Five minutes later I left the Air Mattress for a grassy bed under the stars. That’s where I slept. Actually, I didn’t get much sleep. It was cold! But what a beautiful night. I enjoyed watching the full moon travel over the calm lake waters throughout the night. Every cloud has a silver lining in the Boundary Waters.
Besides, I had caught a mess of fish that afternoon, and good fishing will lift the spirits of even the most sleep-deprived soul.
The next morning, Paul stumbled out of the tent. “Did you sleep outside?” he asked when he saw my frost-covered bag. He hadn’t woken once.
Camp nap-time.
We spent the next day sitting around the camp, reading, talking, sleeping (yes, I took a nap), and eating. And of course we fished. Jim and I paddled up the river to one of the portages into our lake. The water tumbled over rocks and boulders for about 50 feet before spreading out into a pool 100 yards wide.
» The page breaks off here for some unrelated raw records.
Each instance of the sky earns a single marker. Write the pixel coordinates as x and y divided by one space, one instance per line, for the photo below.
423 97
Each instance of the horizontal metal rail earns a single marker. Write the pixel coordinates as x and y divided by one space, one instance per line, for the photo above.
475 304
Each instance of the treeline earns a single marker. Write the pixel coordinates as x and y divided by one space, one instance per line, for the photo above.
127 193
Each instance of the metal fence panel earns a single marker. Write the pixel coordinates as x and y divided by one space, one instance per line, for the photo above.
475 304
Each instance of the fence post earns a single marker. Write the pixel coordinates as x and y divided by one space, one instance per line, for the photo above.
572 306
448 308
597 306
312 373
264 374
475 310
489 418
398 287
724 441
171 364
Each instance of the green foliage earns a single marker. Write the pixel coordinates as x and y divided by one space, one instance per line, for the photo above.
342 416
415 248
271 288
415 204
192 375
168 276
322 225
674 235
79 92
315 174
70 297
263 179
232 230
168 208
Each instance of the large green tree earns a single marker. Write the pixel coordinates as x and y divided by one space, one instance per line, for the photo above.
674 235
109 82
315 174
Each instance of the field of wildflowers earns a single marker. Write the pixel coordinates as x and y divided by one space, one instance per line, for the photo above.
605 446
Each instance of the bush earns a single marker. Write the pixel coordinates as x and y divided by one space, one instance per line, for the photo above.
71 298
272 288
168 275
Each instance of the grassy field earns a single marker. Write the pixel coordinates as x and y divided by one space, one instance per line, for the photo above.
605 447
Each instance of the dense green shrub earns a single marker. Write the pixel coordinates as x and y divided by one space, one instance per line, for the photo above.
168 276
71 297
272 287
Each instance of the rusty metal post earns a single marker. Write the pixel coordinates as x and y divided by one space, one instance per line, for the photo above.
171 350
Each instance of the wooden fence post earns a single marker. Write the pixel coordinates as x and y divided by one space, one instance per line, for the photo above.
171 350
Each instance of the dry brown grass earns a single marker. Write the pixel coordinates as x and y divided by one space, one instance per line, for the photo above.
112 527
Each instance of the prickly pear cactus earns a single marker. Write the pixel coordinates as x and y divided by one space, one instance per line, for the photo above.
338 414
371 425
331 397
It looked like a postcard for a good fishing hole, and it was. We jigged minnows and worms across the bottom, and the fish grabbed hold. We caught one—or lost one—on almost every other cast. Walleyes, rock bass, northerns, perch.
At one point, after I changed to a spinner, I put the lure in the water next to the canoe while I prepared to cast, and a northern grabbed it right there.
It’s good we caught a lot of fish too, because a fair amount of the food had been left back at Dave’s house. He had discovered that the taco sauce was missing the first night when he was making supper.
Then when Jim went looking for his home-made deer jerky, Dave recalled that it was still in the fridge. Along with the turkey loaf. And the eggs.
I’m not pointing any fingers here. I didn’t get angry, even though I’m still dreaming about that jerky. Let’s just say that if there is a bed open soon in the Alzheimer’s Unit at Mercy Hospital. I’m going to submit Dave’s name for honorary membership.
Stringer full of dinner.
On the second night, I prepared to sleep outside again. Jim, always an adventurer, said he could ride out the night with Paul, and I could have his spot in Dave’s tent. I had to smile at Jim’s upcoming voyage. Jim was already grinning too.
I lay in Dave’s tent, which is the size of a two car garage, and listened as Jim crawled up the Air Mattress next to Paul.
“Whoa,” I heard him say. “This is like riding a bucking bronco.” I knew what he was talking about.
That’s when the laughter started. Remember those days in church when you were a teenager and you couldn’t stop laughing? That’s the way it was, for me in my tent and for Jim on the Air Mattress. We laughed till we cried. My face hurt, my eyes burned, my body shook. Every time Jim or Paul moved, Jim would start laughing again, and I would follow suit.
That laugh was worth a stringer full of fish. Jim mentioned it the next day too. He said that once he stopped laughing, he had been able to sleep just fine. I was glad to have slept in Dave’s tent, because a thin layer of ice covered the water in the pans and cups by the fire the next morning. I would have frozen outside.
Dave Landwehr and Paul on an expedition.
We explored a few nearby lakes and rivers over the next two days. That’s my favorite part of these trips that we have been taking since 1987. Getting a feel for the country, looking for wildlife. The main species we saw were beaver. They were everywhere.
I tested the waters with a lure that I read about called a Tiny Torpedo. I had to special order it, but it was supposed to be a sure bet for small mouth bass. Only one small mouth struck it. The fish danced on the water just long enough to see who was in the canoe, then it spit out the bait.
Small mouth bass are not native to the Boundary Waters. They were introduced in 1942. Now they are considered one of the premier species there, because they are such scrappers.
We had a good trip. Lots of fish, lots of laughs. I took a roll of pictures. My one regret is that I didn’t get a picture of the biggest catch of all, the Air Mattress.